Nate’s throat tightened.
“Persistent,” he said.
Her mouth curved. “Very.”
He lifted his free hand to her cheek.
Slow.
Giving her every chance to pull back.
She leaned into it instead.
That almost ended him.
“No audience,” he said.
Ava glanced around the dock.
Quiet water. Empty rental shed. No Tyler in sight.
“No audience,” she confirmed.
Then she kissed him.
This time, there were no points.
No prompt card.
No Trevor.
No phone buzzing on the table, no grandmother score paddle, no team losing its collective mind from twenty feet away.
Just Ava’s hand in his, Ava’s mouth soft under his, Ava laughing once against him when he nearly backed into the dock rail because apparently becoming captain did not improve spatial awareness during kissing.
Nate kissed her again because he could.
Because she wanted him to.
Because wanting something and being careful with it could exist in the same breath.
When they pulled apart, Ava kept one hand on his chest.
“Rule update,” she said.
His smile came instantly. “I missed those.”
“No, you didn’t.”
“A little.”
“Rule one,” she said. “We do this for real, but not rushed.”
“Agreed.”
“Rule two. If either of us gets scared, we say it instead of acting weird.”
“Define weird.”
“You know weird.”
“I know Tyler weird.”
“This is emotional weird. Different species.”
“Agreed.”
“Rule three. I can still make fun of you.”
“I assumed that was permanent.”
“Good. Rule four.
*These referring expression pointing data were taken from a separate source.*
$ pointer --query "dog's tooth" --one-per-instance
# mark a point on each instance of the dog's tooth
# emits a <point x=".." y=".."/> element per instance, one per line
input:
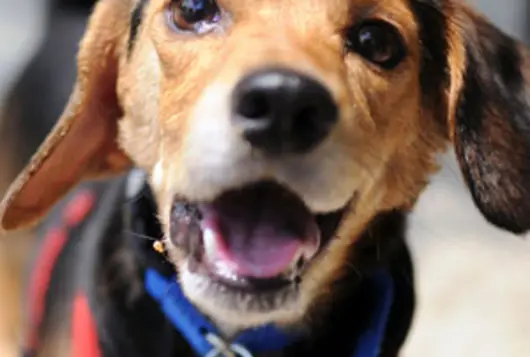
<point x="210" y="244"/>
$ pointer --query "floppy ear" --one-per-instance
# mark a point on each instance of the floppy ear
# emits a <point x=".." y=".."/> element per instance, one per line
<point x="491" y="122"/>
<point x="83" y="142"/>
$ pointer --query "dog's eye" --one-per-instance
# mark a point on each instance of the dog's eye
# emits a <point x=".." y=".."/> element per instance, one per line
<point x="378" y="42"/>
<point x="194" y="15"/>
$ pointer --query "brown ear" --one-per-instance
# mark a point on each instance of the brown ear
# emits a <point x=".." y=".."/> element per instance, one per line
<point x="83" y="142"/>
<point x="491" y="126"/>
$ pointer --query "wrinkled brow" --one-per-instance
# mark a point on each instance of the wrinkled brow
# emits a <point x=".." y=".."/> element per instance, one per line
<point x="136" y="21"/>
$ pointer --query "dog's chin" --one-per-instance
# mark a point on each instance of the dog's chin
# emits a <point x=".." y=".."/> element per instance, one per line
<point x="242" y="258"/>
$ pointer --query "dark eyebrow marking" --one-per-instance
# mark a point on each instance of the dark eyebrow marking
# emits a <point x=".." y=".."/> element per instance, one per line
<point x="136" y="22"/>
<point x="433" y="34"/>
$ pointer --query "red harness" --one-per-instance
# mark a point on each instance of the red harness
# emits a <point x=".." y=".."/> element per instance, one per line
<point x="85" y="341"/>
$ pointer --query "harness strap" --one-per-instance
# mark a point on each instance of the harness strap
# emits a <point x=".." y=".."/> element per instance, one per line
<point x="55" y="240"/>
<point x="206" y="340"/>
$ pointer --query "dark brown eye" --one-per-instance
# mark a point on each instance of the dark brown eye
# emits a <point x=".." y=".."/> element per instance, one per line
<point x="198" y="16"/>
<point x="377" y="41"/>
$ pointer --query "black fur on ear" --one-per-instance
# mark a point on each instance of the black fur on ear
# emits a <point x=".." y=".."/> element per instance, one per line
<point x="491" y="127"/>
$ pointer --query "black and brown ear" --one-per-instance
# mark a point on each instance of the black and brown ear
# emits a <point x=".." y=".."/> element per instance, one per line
<point x="491" y="122"/>
<point x="83" y="142"/>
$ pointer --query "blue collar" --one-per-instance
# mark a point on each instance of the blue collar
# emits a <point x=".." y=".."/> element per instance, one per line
<point x="204" y="337"/>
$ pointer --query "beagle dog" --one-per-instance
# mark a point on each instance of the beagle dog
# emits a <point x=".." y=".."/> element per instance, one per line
<point x="25" y="120"/>
<point x="276" y="150"/>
You do not get to use captain voice on me.”
“What if there is danger?”
“Then you use boyfriend voice.”
Nate went completely still.
Ava froze too.
The word had slipped out and landed on the dock between them like a lit match.
Boyfriend.
Not fake.
Not almost.
Not temporary.
Ava’s eyes widened.
Nate tried very hard not to smile.
He failed.
Spectacularly.
“Victory face,” Ava whispered.
“I know.”
“Control it.”
“I cannot.”
“Nate.”
“Ava.”
She stared at him for one beat.
Then she rolled her eyes and smiled so beautifully it knocked the air out of him.
“Fine,” she said. “Boyfriend voice in emergencies only.”
“Understood.”
“Do not make me regret promoting you.”
“From useful?”
“To high-risk official.”
“I’ll take it.”
She kissed him again.
A quick one.
A promise with teeth.
Then a voice from the shore called, “I AM ANNOUNCING MY PRESENCE SO THIS DOES NOT COUNT AS WATCHING.”
Ava closed her eyes.
Nate looked over her shoulder.
Tyler stood near the rental shed with both hands over his eyes.
Griffin stood beside him, looking like a man who had experienced every stage of grief and landed on administrative murder.
Beckett was behind them holding a phone pointed at the ground, while Soren stood with his arms folded and Miles ate chips from a bag like this was dinner theater.
Ava said, very calmly, “Why are they here?”
Nate sighed. “Team osmosis.”
Tyler yelled, “WE NEED CAPTAIN PHOTOS. ALSO I RESPECT LOVE. ALSO I CANNOT SEE ANYTHING BECAUSE MY EYES ARE CLOSED.”
Griffin said, “Your fingers are spread.”
Tyler closed them. “GROWTH.”
Ava pulled back from Nate and looked at the sky. “I knew happiness was too quiet.”